Too bad more families cannot get MIAs home

RELATED

By now readers may be tiring of our coverage of the return after 75 years of the remains of WWII soldier Pvt. William Gruber, but there are just a few tidbits remaining that we thought readers should know. Last week’s Monitor carried a front-page photo of the presentation of the American flag to family members. 

A sharp-eyed reader with connections to Montana’s military pointed out that the man presenting the flag was Brigadier General Jeffrey Ireland. That the Army chose to send someone of such high rank indicates the importance they placed on honoring Gruber, said the reader. Ireland is Montana’s senior federal full-time management official for the Army. Nowhere have we told readers of the outpouring of interest our coverage generated. 

Veterans from both in and out of state contacted us well in advance of the ceremony day, interested in taking part in some way. Some we simply provided with information on service times, locations, and so forth. Others we referred to the family. 
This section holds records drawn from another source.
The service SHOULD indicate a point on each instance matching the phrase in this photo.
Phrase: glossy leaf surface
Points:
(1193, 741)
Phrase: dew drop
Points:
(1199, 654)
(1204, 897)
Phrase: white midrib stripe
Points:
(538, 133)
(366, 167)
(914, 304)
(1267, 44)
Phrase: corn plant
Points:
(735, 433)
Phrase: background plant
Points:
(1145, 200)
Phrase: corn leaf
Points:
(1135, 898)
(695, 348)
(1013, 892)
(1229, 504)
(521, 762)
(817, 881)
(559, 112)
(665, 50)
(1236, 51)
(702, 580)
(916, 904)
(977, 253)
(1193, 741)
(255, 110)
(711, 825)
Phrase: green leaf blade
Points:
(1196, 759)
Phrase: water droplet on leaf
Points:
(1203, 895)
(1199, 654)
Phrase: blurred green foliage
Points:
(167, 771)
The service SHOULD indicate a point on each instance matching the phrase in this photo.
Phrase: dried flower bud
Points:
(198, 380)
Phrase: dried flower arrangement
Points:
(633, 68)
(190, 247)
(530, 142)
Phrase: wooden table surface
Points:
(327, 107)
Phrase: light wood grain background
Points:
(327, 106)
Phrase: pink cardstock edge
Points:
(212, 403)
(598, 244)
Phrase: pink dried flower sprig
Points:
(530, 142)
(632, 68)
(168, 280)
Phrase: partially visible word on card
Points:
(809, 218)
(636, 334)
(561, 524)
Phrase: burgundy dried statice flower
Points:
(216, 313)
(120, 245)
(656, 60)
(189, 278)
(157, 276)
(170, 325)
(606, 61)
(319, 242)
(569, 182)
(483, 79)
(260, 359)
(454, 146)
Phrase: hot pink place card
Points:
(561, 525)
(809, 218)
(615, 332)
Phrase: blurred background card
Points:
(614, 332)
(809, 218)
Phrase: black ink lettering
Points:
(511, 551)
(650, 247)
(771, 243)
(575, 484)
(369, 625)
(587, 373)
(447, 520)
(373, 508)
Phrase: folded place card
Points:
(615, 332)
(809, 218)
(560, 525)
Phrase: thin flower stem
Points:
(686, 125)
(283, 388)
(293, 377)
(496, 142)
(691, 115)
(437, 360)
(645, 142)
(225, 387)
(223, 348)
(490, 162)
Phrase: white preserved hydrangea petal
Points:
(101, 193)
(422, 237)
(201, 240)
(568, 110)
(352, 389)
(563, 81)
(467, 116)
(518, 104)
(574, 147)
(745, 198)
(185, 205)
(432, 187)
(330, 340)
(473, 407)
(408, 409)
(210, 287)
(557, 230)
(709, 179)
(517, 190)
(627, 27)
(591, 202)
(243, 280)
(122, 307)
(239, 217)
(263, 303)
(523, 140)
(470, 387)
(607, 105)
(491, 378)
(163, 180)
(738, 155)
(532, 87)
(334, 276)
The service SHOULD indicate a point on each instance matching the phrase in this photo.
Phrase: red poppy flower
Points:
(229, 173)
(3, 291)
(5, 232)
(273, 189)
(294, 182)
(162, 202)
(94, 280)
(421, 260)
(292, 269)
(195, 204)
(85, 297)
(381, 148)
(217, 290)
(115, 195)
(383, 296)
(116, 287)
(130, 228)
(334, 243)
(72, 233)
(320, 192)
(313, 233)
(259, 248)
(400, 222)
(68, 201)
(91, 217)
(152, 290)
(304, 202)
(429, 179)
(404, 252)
One man called from the Dallas/Fort Worth area of Texas, saying he believed his older brother served in the Philippines with Pvt. Gruber. That brother never returned, he said, adding that he has joined a half dozen other families in filing suit against the government to try to get the remains returned. 

We suggested to him that he try what the Gruber family had done by contacting a local newspaper to get coverage for their plight. He said the big city newspapers where he lives did not care. He also said they had tried contacting members of Congress to no avail. That is truly sad if true. But we suspect it is a fairly common story since there are tens of thousands of service members missing in action. 

We referred that man to a Gruber family representative, who said he would contact the caller. The Monitor also heard from a woman in California who said she was a documentary filmmakers currently working on a film about WWII in the Philippines. Her father had been a guerrilla fighter in the Philippines, she said. She had read our coverage and hoped we could connect her with the Grubers, she said. She provided her contact information plus her website address which we passed on to the family. Although she called less than a week before the ceremony, she made it to Montana and filmed all of the events of the day, She said the family had contacted her on the same day that she called the Monitor. 

We don’t know for sure whether the Gruber story ended with the family finally able to bring home their loved one because of pure luck or something more, but we do know it took less than two years from the time we got involved until that result. 

We also know we focused a lot of time and energy on letting people know about the situation and making sure that word got to folks with some leverage. We have to admit that the Texas man indicated he would like us to cover the story of his older brother and the other families joining in the lawsuit, and we had to decline. 

As a newspaper with a single reporter, we simply cannot take on a task like that, no matter how noble it might be. The Department of Defense reports that more than 73,000 WWII veterans are considered missing in action. That is overwhelming to think about, much less try to change from the editor’s desk at a tiny Montana newspaper. But we hope that others will take up the cause and do their best to help other families find the peace finally experienced by the Grubers.